Archive for June, 2007

Tiger Tiger, not burning bright

Saturday, June 30, 2007

Tiger Tiger, the bar outside which the incompetent London car bombers parked their jerry-built Merc on Friday morning, released a statement on Friday saying that any suggestion that it was the intended target was “pure speculation”.¬† Nonsense. Pure speculation would have been that it was a plot by Sir Jimmy Savile to mark independence day in the Seychelles. When wannabe terrorists leave a car bomb outside your club it is circumstantial evidence of an attempted attack, not some wild fantasy cooked up by a news-parched Sky reporter.

My favourite part of the coverage was when Sky broadcast a Google map of the area with arrows suggesting which way the driver could have run away. “He could have run along here, to the west, or perhaps here… he could have run in any number of directions…” Tiger Tiger take note: that is pure speculation.

Gordon Brown, PM

Wednesday, June 27, 2007

In the land of the blind, the one-eyed man is Prime Minister.

A haiku (composed at Glastonbury)

Monday, June 25, 2007

Chai tea and tai chi
Is it a coincidence
They both attract twats?

Simply sistahz

Thursday, June 14, 2007

One by-product of the horrendous murder of Davina and Jasmine Baker, the sisters found stabbed in their beds in Stretham, is the meeting of mainstream media and Bebo, the social networking site for young teens.
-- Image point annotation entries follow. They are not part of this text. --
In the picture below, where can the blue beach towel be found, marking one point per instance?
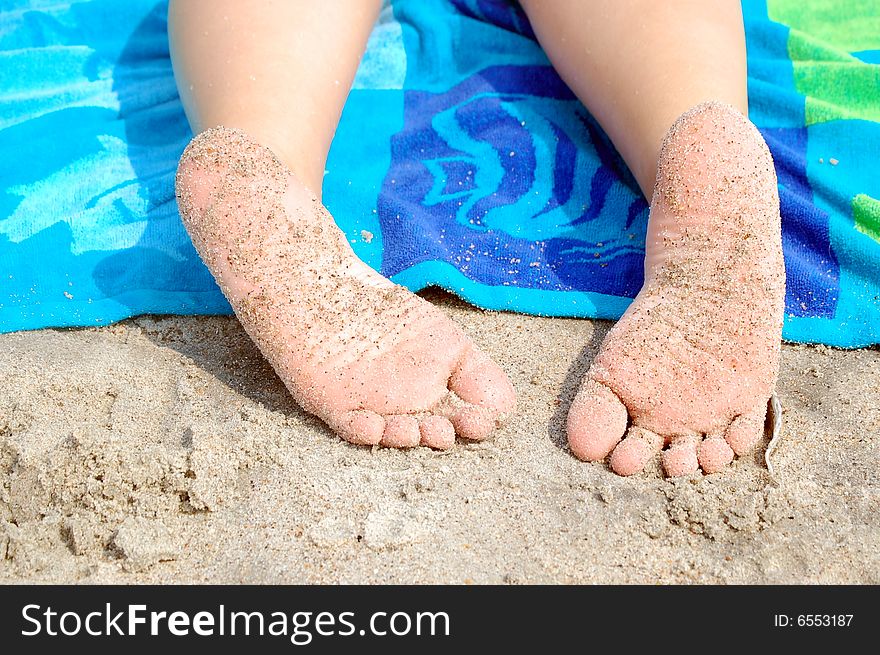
(473, 168)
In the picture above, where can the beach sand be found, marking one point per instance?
(166, 450)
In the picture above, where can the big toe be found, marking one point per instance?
(596, 421)
(480, 381)
(362, 427)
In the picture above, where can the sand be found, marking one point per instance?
(166, 450)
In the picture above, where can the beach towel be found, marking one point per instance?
(461, 161)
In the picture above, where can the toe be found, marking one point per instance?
(596, 421)
(437, 432)
(746, 429)
(474, 422)
(714, 454)
(401, 431)
(681, 456)
(480, 381)
(360, 426)
(636, 450)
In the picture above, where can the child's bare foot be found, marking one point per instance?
(694, 359)
(374, 361)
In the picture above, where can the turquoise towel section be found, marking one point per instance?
(473, 168)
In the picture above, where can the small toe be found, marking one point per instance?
(360, 426)
(596, 421)
(636, 450)
(746, 430)
(681, 457)
(437, 432)
(474, 422)
(714, 454)
(401, 431)
(480, 381)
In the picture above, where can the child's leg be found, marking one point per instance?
(278, 69)
(695, 358)
(371, 359)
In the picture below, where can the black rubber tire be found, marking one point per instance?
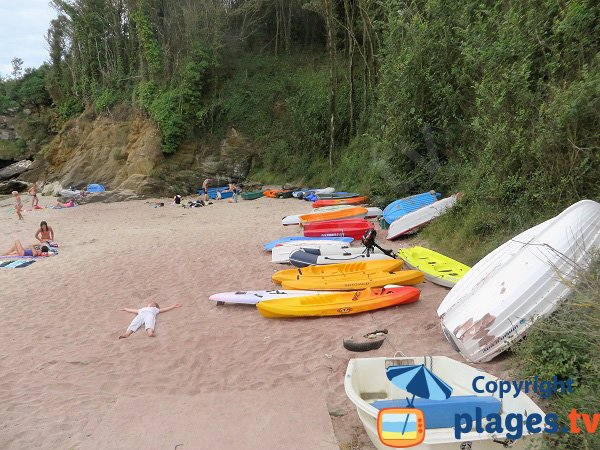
(364, 345)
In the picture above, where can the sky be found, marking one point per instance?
(23, 28)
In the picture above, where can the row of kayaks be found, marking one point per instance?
(488, 307)
(402, 217)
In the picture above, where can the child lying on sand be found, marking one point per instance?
(147, 316)
(17, 249)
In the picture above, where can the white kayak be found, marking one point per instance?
(526, 278)
(281, 253)
(372, 212)
(308, 257)
(411, 222)
(253, 297)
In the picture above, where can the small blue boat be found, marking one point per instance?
(401, 207)
(269, 245)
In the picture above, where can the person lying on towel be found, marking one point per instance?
(17, 249)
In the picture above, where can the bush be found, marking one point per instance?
(71, 107)
(566, 345)
(105, 100)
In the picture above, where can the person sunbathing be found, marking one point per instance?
(146, 316)
(69, 204)
(17, 249)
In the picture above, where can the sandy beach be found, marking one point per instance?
(63, 368)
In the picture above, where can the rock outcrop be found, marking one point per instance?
(13, 185)
(122, 151)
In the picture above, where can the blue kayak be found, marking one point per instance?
(269, 245)
(401, 207)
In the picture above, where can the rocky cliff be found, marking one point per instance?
(122, 150)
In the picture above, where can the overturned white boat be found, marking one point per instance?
(411, 222)
(281, 253)
(524, 279)
(368, 387)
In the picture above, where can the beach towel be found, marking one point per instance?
(17, 263)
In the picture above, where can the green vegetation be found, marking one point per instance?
(566, 345)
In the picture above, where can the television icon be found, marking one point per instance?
(401, 427)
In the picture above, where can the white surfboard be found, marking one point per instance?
(253, 297)
(411, 222)
(526, 278)
(372, 212)
(301, 258)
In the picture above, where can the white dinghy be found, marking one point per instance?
(524, 279)
(369, 388)
(411, 222)
(281, 253)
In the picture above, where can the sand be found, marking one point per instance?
(63, 369)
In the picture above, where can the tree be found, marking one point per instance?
(17, 67)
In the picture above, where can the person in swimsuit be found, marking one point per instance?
(18, 204)
(233, 188)
(33, 192)
(17, 249)
(45, 233)
(146, 316)
(205, 187)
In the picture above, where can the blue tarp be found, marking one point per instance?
(401, 207)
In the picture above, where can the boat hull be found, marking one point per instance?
(365, 382)
(410, 223)
(524, 279)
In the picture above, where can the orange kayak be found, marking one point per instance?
(339, 303)
(340, 201)
(349, 213)
(276, 193)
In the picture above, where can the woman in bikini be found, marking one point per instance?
(45, 234)
(17, 249)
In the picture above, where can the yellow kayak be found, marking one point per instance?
(342, 269)
(438, 269)
(356, 212)
(355, 281)
(339, 303)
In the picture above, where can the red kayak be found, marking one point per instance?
(340, 201)
(354, 228)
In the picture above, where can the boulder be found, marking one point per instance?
(15, 169)
(13, 185)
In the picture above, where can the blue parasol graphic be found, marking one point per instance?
(419, 381)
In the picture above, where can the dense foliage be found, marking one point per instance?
(566, 345)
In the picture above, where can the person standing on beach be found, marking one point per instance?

Jasmine, who lived with her mother, used the site to tell Davina, who lived with her father, that all was not well at home: “Momz like why do i alwayz have to take you jasmine – why cant yur dad take you and all this bllaa bllaa bllaa.”

Their mother is, as I write, being questioned by police on suspicion of murder, so Jasmine’s words were printed in any national newspaper worth mentioning. The corrupted spelling and total absence of syntax is typical of 13-year-old girls, but it still looks strange in print.

But the part I find really striking are the messages left by well-wishers. Dannii, for instance, writes: “R..I..P..Babee. Love Yhoo .x.x. Now n alwaiiss nevaa forget thatt. Missin Yhoo Both soo muchh.”

The profoundly odd thing about Dannii’s commemorative words is that they aren’t misspelt because she is illiterate, or because they are shorthand, or even because they are phonetic. “Yhoo”, “thatt” and “muchh” aren’t improvements on the correct spellings of the words, they’re just wilfully different – as if to show that she isn’t using the language of The Man (although she is, just badly).

It makes me wonder whether she tried and failed to find misspellings of “love”, “now” and “both”, or just couldn’t be bothered.

Buddhism solved

Thursday, June 7, 2007

Given that religions are essentially mysteries, it is odd that no one has attempted to solve them. It’s a bit much to ask me solve all of them in a morning, but I’ve just about got the patience to deal with Zen Buddhism. Here are the answers to five Buddhist koans. Tomorrow I deal with Islam (cue sense of humour failure and threats of death, etc).

1. “Two hands clap and there is a sound; what is the sound of one hand?”
Answer: a faint wafting.

2. “Without thinking of good or evil, show me your original face before your mother and father were born”

Winston Churchill (who, as everyone knows, is the model for all unborn children)

3. “What is the meaning of Bodhidharma’s coming from the west?” Traditional answer: “The cypress tree in the courtyard.”
Answer: Wanderlust and idle curiosity. And don’t call me Bodhidharma. (The only person who calls me that is my mum when she’s angry.)

4. “What is Buddha?” Traditional answer: “Three pounds of flax.”
Answer: Three pounds of flax, and a man with a fondness for heavy linen trousers.

5. “Does a dog have Buddha nature or not?”
Answer: No. Ask yourself, does Buddha does have dog nature? Hey, get off my leg.

It is (boring). Are you?

Wednesday, June 6, 2007

The Independent – a newspaper worthier (and containing only slightly less breaking news) than the Dead Sea scrolls – displays its usual elan this morning.

Its “50 THINGS YOU NEVER KNEW ABOUT THE FULL MOON” item seems to have been something of a tall order for its authors, Jonathan Brown and Rebecca Bowle, whose 20 minutes of Googling has resulted in two pages of distilled tedium.


Too many proverbs spoil the broth

Friday, June 1, 2007

How on earth am I supposed to memorise enough proverbs to lend myself an air of seasoned wisdom? There are simply too many. I suggest, therefore, a programme of proverb rationalisation that will neatly reduce their number without diminishing their pithy truthfulness, viz

1. A stitch in time waits for no man.

2. An early bird in the hand loves to hear himself sing.

3. You can take a horse to water, but don’t look him in the mouth in mid-stream.

4. An eye for an eye is no robbery.

5. Where there’s muck, there’s a sow’s ear.